The approach in the patch is different:

(4) Add transaction ids, etc to the index tuple (totaling 16 bytes)

I would group (1) & (4) together and (2) & (3) together. I think the 
time and space trade-offs are pretty obvious, so I won't waste time on 
those.

(1) & (4) require an UPDATE or DELETE to twiddle the old index tuple. 
Tom has noted (in the linked message) that this is not reliable if the 
index has any expression-valued columns, because it is not always 
possible to find the old index entry. For this reason, the proposed 
patch does not keep visibility metadata for indexes on expressions. This 
seems like a reasonable limitation --- indexed expressions are just less 
efficient.

The main difference between (1) & (4) is that (1) will sometimes require 
heap lookups and (4) never will. Moreover, the heap lookups in (1) will 
be difficult for the optimizer to estimate, unless some special 
statistics can be maintained for this purpose.

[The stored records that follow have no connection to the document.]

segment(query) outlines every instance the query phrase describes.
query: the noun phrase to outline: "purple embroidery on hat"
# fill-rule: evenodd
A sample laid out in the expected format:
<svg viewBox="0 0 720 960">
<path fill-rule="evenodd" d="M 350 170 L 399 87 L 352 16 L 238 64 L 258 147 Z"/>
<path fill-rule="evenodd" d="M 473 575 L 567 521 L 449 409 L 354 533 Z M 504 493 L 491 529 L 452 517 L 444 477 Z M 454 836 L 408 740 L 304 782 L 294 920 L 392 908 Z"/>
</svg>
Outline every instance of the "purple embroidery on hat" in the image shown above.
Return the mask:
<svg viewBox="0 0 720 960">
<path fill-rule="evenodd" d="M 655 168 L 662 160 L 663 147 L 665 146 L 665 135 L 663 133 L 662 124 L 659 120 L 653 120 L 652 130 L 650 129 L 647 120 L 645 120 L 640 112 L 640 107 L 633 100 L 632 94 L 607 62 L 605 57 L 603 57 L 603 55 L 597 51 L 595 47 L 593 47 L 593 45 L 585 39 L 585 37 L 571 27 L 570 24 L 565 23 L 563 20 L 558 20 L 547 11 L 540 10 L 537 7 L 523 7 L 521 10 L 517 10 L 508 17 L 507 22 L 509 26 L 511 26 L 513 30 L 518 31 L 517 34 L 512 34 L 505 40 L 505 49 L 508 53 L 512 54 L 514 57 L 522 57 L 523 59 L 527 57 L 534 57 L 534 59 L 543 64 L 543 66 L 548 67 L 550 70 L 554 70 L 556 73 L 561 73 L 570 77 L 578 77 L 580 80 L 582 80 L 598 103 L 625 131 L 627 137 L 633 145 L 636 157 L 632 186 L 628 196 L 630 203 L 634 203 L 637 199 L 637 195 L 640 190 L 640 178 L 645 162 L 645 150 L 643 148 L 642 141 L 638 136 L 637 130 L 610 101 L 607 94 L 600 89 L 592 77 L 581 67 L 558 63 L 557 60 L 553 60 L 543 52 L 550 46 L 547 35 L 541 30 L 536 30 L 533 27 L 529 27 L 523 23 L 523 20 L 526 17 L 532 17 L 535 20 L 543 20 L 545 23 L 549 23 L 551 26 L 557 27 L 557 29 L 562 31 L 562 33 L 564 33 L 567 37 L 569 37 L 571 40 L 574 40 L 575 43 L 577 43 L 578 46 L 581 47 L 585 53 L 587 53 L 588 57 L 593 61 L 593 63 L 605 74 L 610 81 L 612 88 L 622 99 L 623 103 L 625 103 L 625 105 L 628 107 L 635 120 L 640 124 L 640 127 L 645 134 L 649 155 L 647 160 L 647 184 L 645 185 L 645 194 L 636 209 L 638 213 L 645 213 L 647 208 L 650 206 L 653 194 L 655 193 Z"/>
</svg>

I should mention there is a major flaw in the patch, because it puts 
pointers to HOT tuples in the index, in order to capture the different 
transaction ids in the chain. I think this can be fixed by only pointing 
to the root of the HOT chain, and setting xmin/xmax to the entire range 
of transaction ids spanned by the chain. I'm not sure about all the 
details (the ctid and some other bits also need to be set).

(2) & (3) can work for any index, and they are quite elegant in the way 
that the overhead does not change with the number of indexes. The TODO 
also notes the benefit of (2) for efficient vacuuming. Thus, I think 
that (2) is a great idea in general, but it does not serve the intended 
purpose of this TODO item. Once a page gets marked as requiring 
visibility checks, it cannot be unmarked until the next VACUUM. The 
whole point of this feature is that we are willing to be more proactive 
during updates in order to make index access more efficient.

So in summary, I think that (2) would be nice as a separate feature, 
with (1) and (4) being more favorable for index-only scans. The obvious 
trouble with (4) is the extra space overhead. There are also issues with 
correctness that I mentioned (any thoughts here would be appreciated). 
Other than that, I would favor (4) because it offers the most stable 
performance.

Please let me know if you agree/disagree with anything here. I need to 
get this feature implemented for my research, but I would also love to 
contribute it to the community so your opinions matter a lot.